Monkeys abounded as pets. Beggars were everywhere, many disfigured – in fact or fiction. The legless dragged themselves around by wooden stumps. The Church put a woman in the Godhead, and persecuted all her daughters on earth as the source of evil, according to a myth that everyone had to believe. The Church also said that the Mother of God was a virgin, and the cult of the Virgin arose out of the failure of the Church to come to grips with the facts of life – we like sex, and were meant to, because otherwise the human race would just fade and pass away. Doctors, as some were called, did not know what they were doing, but were admired. Everyone loathed lawyers, and very few trusted any monk or friar.
Let us see how the commentary of this remarkable historian is so relevant to us right now.
…. the general evolution of the dominant groups – the democratisation of society – constitutes a danger. Professional scholarship can never be more than for a few: it is aristocratic. Literature (and with it popular scholarship) is for the many, must be for the many. Modern culture must be democratic if it is to be at all. …. The ultimate problem remains like a ghost, ever present and unlaid: Is it possible to extend a higher civilisation to the lower classes without debasing its standard and diluting its quality to the vanishing point? Is not every civilisation bound to decay as soon as it begins to penetrate the masses?
That question may have been unfashionable, but the crash of all decency and fineness around populists like Trump makes it very urgent.
What about that other accursed ‘–ism’, nationalism?
Whether the relationship was large or small, the basis for the emotion embodied in ‘natio’ was the same everywhere: the primitive in-group that felt passionately united as soon as the others, outsiders in whatever way, seemed to threaten them or to rival them. This feeling usually manifested itself as hostility and rarely as concord. The closer the contacts the fiercer the hate.
Does not what Huizinga called this ‘great ethnic antithesis’ underlie the rise of people like Farage, Hansen and Trump?
The Crusades, far from uniting the faith that was divided by language dissent and allegiance, reinforced the national enmities of Latin Christendom by bringing those peoples together again and again in martial equipment, battle array and a more or less sanctified rivalry…. A Frenchman remarkably observed that the French tend to behave themselves intractably among foreigners if they are not kept well in hand.

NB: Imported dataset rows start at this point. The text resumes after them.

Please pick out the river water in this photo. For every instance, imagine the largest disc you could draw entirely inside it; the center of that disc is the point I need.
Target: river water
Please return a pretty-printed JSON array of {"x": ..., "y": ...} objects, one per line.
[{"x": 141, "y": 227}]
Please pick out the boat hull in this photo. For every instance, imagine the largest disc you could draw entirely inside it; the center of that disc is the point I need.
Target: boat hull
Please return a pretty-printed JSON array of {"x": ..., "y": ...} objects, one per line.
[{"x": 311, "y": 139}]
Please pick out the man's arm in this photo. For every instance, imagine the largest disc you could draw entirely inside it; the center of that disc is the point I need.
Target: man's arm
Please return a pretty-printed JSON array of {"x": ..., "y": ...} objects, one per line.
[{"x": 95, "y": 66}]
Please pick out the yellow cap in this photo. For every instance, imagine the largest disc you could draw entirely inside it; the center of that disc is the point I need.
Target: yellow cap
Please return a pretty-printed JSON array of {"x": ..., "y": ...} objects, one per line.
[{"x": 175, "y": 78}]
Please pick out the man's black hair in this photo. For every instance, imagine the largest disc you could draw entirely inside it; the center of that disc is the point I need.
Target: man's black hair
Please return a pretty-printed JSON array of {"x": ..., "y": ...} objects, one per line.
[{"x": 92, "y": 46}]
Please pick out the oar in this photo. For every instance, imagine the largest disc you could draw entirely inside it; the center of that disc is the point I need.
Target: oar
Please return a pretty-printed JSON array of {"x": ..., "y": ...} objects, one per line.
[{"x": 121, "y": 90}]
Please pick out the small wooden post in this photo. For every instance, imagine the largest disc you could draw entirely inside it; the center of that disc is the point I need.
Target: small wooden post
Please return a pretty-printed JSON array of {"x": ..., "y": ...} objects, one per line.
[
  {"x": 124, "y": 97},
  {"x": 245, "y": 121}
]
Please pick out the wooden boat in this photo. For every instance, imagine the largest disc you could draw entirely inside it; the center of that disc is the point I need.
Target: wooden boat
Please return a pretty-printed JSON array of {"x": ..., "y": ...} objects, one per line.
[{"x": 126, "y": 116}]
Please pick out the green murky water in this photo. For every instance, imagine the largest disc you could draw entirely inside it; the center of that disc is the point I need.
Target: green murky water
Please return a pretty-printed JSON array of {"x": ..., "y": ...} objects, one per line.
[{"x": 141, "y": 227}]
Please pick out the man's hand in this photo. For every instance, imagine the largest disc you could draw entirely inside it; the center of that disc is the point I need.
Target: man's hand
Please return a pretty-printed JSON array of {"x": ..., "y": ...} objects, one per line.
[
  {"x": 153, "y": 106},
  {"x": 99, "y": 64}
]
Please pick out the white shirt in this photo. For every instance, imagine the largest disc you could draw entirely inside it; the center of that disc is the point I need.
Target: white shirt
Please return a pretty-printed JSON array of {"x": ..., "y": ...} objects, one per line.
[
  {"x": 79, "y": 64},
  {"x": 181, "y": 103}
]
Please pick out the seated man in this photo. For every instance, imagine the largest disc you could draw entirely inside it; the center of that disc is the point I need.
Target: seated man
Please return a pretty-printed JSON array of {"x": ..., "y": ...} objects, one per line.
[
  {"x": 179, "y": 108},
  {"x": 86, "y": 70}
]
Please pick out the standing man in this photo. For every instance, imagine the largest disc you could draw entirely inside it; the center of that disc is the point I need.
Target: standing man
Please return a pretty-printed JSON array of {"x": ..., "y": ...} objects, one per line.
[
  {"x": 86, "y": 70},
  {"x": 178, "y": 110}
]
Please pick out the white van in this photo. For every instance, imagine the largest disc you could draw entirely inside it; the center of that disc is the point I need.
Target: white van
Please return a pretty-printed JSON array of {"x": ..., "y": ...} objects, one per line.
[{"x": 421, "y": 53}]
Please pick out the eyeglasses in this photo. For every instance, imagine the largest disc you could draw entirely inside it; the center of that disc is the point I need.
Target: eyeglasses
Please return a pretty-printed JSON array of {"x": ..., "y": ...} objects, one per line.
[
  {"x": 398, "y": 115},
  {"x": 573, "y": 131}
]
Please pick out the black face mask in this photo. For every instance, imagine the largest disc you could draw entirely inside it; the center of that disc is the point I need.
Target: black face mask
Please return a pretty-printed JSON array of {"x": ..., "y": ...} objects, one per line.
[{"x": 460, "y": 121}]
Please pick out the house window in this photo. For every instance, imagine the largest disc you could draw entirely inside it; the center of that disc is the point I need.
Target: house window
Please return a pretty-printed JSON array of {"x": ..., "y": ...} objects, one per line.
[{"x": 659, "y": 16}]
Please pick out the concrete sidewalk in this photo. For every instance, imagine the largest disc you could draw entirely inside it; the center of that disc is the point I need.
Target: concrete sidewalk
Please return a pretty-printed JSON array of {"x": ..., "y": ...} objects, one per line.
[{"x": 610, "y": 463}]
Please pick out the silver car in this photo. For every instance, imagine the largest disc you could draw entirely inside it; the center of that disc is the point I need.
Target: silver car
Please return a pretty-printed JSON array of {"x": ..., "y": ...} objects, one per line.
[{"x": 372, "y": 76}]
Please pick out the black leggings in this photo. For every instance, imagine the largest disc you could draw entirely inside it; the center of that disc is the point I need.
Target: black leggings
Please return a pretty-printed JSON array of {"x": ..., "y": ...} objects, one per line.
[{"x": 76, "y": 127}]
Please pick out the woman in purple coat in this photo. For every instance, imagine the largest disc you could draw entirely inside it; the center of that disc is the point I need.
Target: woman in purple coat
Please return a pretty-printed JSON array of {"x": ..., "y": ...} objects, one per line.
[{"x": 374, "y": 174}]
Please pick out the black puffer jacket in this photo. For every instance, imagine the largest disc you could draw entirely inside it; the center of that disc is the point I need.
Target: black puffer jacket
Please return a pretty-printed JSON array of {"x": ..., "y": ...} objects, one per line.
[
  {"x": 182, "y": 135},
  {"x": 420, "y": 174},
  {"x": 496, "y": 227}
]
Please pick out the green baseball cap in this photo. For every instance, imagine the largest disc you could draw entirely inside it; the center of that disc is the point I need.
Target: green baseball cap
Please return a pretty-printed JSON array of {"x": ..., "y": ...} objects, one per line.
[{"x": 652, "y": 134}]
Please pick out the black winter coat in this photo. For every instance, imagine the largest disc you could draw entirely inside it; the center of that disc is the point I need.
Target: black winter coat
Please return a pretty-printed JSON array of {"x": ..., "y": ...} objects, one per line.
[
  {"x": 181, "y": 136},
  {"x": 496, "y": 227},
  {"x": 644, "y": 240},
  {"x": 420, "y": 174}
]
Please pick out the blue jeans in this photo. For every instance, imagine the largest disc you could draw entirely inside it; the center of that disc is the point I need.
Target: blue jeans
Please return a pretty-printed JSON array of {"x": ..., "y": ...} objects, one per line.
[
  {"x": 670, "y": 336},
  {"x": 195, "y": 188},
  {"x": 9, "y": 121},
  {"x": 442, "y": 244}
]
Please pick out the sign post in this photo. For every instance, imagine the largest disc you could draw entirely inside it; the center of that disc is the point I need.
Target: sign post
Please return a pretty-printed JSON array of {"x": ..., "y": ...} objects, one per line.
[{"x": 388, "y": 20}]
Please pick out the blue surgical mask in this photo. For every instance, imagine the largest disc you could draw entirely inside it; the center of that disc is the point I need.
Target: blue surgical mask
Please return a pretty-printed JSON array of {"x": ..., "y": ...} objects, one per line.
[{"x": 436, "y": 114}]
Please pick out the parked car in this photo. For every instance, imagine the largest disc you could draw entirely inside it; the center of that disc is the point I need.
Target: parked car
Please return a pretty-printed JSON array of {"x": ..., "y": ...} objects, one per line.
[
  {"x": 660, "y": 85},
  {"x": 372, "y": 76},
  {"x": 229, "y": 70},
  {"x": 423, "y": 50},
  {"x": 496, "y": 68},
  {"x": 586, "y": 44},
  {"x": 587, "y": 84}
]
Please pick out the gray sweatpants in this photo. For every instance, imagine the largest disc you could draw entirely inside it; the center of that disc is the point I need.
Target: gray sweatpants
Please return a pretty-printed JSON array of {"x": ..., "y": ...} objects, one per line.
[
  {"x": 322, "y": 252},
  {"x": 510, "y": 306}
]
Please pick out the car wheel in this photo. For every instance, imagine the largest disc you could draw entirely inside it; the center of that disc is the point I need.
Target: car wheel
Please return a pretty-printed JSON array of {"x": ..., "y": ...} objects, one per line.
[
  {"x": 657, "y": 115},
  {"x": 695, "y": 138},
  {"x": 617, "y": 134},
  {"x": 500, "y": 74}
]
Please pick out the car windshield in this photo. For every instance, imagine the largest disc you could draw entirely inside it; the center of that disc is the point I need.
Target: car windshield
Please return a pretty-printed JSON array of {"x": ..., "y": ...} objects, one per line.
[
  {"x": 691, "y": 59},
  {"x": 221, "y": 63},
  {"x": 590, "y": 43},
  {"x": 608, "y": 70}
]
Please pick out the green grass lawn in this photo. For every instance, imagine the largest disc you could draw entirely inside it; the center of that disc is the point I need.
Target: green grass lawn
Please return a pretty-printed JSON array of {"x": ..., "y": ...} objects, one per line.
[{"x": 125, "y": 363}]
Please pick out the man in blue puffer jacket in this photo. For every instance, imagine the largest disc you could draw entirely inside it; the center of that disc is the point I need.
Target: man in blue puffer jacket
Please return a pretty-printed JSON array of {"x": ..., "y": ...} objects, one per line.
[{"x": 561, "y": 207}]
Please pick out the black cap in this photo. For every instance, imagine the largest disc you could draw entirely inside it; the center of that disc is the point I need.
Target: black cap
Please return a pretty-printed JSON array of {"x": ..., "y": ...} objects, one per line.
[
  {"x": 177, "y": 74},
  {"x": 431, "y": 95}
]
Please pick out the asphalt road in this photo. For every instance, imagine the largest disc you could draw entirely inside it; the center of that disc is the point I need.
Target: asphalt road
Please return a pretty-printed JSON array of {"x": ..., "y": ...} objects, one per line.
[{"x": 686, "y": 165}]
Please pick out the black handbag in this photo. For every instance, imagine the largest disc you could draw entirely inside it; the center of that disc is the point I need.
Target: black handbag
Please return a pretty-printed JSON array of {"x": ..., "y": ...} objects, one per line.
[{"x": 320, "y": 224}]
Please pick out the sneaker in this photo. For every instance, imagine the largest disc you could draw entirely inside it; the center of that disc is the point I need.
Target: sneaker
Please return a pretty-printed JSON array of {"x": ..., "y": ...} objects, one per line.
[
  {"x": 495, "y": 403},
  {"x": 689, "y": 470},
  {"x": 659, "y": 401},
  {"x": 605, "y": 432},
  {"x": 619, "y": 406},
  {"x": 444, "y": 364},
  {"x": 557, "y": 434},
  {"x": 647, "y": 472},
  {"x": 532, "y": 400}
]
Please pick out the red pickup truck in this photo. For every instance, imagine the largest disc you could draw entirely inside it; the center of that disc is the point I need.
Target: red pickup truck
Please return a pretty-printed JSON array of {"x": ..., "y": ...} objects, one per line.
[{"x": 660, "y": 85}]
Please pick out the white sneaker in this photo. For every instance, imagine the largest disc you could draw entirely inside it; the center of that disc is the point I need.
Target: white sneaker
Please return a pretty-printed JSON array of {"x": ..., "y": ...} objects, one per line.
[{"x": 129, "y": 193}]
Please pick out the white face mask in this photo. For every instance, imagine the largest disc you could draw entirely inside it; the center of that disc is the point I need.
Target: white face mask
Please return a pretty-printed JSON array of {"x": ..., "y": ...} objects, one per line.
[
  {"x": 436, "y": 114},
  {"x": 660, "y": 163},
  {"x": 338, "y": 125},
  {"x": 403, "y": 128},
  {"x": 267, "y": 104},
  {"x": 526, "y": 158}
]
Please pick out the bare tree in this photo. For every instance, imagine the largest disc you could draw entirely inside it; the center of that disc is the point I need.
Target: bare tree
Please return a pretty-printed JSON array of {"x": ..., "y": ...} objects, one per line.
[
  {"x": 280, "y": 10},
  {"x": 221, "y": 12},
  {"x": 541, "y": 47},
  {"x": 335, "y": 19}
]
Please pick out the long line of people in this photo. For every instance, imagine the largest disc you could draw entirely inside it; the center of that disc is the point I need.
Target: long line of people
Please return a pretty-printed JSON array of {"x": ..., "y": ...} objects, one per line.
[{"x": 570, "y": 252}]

And as France, Russia and Germany showed, a revolution just makes things worse.
Then came the Revolution, when the mouth still called out for the universal good of virtue and love of mankind, but the mailed fist struck for the fatherland and the nation, and the heart was with the fist. The factors ‘patrie’ and ‘nation’ had never before had such an intense influence as in the years from 1789 to 1796. That fact merely confirms that nature constantly proves stronger than theory. …. But as soon as one sets out to formulate the rights of man, the state appears to be required as the framework for his society.
That process reached frightful apotheoses under Napoleon, Stalin, Hitler, Franco and Mao. But the author goes on:
Since Montesquieu, it had become a doctrine that liberty was born in the forests of Tacitus’ Germania, and that England’s political institutions had developed from that soil of that Old Germanic freedom. France too had accepted the doctrine.
So had F W Maitland, but are we talking of doctrine or myth? Whatever the answer may be to that question, this book seethes with insights like these. This is not just learning or scholarship – this is wisdom of a kind that we so rarely see now.